In the early days of Web 2.0, it was cumbersome to share content online. The easiest way to share content was to upload and link the content via FTP. This often required familiarity with servers (and HTML if you were publishing the content to a public-facing website).
Eventually, websites began popping up that allowed people to share content without creating their own websites. For example, YouTube allowed its users to share videos. Myspace allowed its users to share music (among many other things).
But it quickly became clear that people didn't want to only share their content – they wanted to connect with other people via content.
As the saying goes – the rest is history. Social media platforms proliferated, allowing billions of people worldwide to connect online.
Now, social media platforms like Facebook and Instagram have millions of people sharing content every minute.
Great, right?
Wrong, or at least, that's what many would argue.
Major social media platforms have built billion-dollar businesses from aggregating user-generated content without sharing economic upside with the users who generate the content.
Between the volume of user-generated content and algorithms that can surface similar content, no single creator (or even, group of creators) can disrupt these social media behemoths.
But let's be clear that this isn't a Black thing – many people are fed up with this business model. Throw in social and political issues like platform censorship and you have the perfect storm for Web 3.0.
Creators are past demanding recognition or compensation from major social media platforms – instead, they're building an entirely new decentralized Internet to displace intermediaries like Facebook and Google.
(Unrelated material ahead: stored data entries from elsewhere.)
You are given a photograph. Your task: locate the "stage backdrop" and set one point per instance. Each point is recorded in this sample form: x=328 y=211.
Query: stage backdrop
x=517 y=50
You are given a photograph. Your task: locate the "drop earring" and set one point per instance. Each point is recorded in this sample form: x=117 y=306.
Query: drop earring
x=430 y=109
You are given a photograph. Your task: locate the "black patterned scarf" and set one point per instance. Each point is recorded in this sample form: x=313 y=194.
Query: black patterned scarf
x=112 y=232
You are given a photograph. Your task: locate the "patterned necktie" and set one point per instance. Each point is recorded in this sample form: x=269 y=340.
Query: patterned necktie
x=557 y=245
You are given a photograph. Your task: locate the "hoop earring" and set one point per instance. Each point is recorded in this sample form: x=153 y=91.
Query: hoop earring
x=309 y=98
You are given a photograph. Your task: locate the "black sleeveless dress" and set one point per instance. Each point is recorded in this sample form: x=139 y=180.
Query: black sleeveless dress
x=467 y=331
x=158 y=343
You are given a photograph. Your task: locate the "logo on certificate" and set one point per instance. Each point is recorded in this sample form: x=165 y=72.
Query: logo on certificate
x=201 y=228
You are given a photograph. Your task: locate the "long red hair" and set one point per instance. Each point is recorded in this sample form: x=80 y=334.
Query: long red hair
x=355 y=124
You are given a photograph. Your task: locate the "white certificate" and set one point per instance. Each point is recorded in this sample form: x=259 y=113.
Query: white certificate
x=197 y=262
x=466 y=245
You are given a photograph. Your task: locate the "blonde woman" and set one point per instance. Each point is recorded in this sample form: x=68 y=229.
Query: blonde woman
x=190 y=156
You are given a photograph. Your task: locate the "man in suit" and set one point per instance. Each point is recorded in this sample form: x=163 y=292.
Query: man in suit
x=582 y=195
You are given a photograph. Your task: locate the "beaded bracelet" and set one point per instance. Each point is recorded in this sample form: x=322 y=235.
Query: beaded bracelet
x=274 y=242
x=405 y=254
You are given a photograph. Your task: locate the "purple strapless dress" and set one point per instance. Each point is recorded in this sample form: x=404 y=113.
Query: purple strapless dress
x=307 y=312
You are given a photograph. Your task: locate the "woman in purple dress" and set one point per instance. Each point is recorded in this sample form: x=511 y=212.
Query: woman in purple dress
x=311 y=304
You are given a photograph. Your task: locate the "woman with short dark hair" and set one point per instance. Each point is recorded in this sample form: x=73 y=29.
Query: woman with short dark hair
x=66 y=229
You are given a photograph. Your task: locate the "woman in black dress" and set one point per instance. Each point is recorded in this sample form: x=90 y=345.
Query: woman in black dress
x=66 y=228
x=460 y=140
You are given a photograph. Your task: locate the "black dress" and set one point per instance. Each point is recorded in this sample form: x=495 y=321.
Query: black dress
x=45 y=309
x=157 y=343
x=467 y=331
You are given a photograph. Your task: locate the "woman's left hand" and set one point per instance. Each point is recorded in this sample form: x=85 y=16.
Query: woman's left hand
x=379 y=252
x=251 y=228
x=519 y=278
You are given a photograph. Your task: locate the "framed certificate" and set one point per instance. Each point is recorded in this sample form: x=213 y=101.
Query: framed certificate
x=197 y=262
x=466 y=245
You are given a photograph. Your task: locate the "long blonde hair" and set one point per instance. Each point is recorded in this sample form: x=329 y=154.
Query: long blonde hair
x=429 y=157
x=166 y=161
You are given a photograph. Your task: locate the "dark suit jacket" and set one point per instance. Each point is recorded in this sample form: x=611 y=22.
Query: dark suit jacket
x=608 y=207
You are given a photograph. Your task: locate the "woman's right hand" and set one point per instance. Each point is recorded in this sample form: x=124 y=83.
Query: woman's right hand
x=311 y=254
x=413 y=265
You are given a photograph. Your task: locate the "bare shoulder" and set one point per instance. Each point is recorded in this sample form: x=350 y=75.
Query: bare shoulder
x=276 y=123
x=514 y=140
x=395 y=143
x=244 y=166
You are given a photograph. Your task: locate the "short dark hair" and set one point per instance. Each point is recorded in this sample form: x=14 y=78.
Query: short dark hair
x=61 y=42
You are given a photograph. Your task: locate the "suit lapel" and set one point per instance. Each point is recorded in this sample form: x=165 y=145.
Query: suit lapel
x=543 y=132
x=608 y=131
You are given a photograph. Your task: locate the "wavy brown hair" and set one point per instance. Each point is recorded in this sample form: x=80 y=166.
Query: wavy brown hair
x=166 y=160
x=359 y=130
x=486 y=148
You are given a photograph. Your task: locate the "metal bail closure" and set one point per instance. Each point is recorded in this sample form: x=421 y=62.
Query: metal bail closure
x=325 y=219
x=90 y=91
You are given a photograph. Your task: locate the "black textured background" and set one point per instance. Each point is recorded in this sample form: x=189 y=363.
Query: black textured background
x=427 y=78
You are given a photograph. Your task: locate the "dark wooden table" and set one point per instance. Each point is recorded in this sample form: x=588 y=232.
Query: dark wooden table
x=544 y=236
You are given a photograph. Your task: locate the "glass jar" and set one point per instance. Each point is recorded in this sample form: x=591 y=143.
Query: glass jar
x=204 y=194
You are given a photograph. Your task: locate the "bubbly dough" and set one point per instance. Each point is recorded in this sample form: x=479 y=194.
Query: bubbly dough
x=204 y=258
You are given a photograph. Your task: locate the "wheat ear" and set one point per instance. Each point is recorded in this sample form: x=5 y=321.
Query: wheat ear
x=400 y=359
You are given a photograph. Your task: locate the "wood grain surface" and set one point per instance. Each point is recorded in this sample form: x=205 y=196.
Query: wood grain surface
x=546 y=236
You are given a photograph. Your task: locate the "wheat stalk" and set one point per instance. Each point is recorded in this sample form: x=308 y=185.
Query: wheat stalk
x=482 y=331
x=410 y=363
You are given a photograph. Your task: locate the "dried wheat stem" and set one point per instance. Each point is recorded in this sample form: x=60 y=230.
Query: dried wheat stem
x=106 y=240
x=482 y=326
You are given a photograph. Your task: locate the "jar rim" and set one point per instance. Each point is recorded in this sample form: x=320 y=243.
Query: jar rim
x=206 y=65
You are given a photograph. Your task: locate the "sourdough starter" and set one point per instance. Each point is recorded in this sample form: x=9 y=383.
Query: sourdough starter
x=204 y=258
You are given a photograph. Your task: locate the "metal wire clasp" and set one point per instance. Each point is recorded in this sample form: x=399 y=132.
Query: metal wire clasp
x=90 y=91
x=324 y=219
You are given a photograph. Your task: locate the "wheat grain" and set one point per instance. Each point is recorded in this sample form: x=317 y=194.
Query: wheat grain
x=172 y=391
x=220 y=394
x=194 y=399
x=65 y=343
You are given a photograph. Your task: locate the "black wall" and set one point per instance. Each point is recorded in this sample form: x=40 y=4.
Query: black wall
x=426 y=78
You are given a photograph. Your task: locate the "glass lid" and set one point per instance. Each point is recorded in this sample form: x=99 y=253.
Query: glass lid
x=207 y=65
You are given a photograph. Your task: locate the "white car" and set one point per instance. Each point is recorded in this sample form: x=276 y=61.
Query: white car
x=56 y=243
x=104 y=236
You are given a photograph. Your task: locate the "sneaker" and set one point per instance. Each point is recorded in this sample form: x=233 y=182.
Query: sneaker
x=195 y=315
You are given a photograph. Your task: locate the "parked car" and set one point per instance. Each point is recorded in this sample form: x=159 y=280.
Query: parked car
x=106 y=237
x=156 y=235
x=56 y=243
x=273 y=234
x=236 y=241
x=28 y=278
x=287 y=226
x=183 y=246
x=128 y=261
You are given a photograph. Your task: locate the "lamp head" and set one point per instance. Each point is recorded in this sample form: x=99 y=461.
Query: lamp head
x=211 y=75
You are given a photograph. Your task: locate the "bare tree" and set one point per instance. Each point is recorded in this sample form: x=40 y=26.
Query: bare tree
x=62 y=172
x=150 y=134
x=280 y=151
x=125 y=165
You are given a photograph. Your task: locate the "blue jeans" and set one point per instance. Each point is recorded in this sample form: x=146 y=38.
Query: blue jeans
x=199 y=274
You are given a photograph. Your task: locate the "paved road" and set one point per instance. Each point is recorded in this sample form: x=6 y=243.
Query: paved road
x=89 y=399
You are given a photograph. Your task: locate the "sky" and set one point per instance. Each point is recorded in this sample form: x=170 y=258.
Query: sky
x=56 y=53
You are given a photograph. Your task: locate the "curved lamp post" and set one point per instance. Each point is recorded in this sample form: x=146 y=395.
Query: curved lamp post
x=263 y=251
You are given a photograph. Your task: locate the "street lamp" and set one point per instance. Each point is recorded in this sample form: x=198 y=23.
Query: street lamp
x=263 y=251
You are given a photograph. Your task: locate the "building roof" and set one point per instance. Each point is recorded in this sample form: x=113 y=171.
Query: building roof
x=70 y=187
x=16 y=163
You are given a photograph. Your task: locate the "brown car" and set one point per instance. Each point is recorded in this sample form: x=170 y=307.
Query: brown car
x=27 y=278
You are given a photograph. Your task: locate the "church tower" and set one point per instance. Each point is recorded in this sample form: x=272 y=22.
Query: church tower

It occurred to me that everyone talks about the financial side of cryptocurrency, NFTs, Web 3.0, and decentralized finance. However, most people don't know what Web 3.0 actually is.
In short, Web 3.0 is the next phase of the World Wide Web that will empower creators to connect and share in the economic upside with internet users/consumers, without intermediaries or aggregators.
"Web 3.0’s decentralized blockchain protocol will enable individuals to connect to an internet where they can own and be properly compensated for their time and data, eclipsing an exploitative and unjust web, where giant, centralized repositories are the only ones that own and profit from it" (Forbes, 2020).
Source: https://fabianfranzen.substack.com/
With Web 3.0, a Black creator could:
Sell their original viral video or meme (think "Eyebrows on fleek, da fuck") as an NFT and keep a percentage of any future sales
Distribute their original artwork or music (a shrewd option for independent artists) as an NFT and keep a percentage of any future sales
Create a creator/community social token (think a $VRZZ coin that allows you to vote on the next Verzuz competitors, unlock exclusive memorialized NFTs from past competitions, and wager points to bet on who wins).
The possibilities are truly endless, but the takeaway should be that all of these are peer-to-peer global transactions with no intermediaries (i.e., no banks, no social platforms).
We have a while to go before the mainstream adoption of Web 3.0. But Black creators can leverage, what experts call, Web 2.5 to begin extracting economic value from their social media presence.
The following tweet sums up Web 2.5:
https://twitter.com/davenemetz/status/1429142560463724549?s=20
Based on this information, here's what Black creators can be doing today (instead of boycotting TikTok):
Deprioritize virality. Widespread distribution was a drug created by major social media platforms because they know they're the only mechanisms that can facilitate or guarantee virality.
Focus on building an engaged community that is willing to pay for your content (e.g., merchandise, exclusive videos, etc.),
Read up on the 1,000 Fans Theory which argues you only need 1,000 true fans to make a fruitful living.
Sign up for a Web 2.5 platform like Patreon, Ko-Fi, or Buy Me A Coffee to begin monetizing your most engaged community members today.
Prioritize ownership. People who own the content they create will fare the best in Web 2.5 and beyond.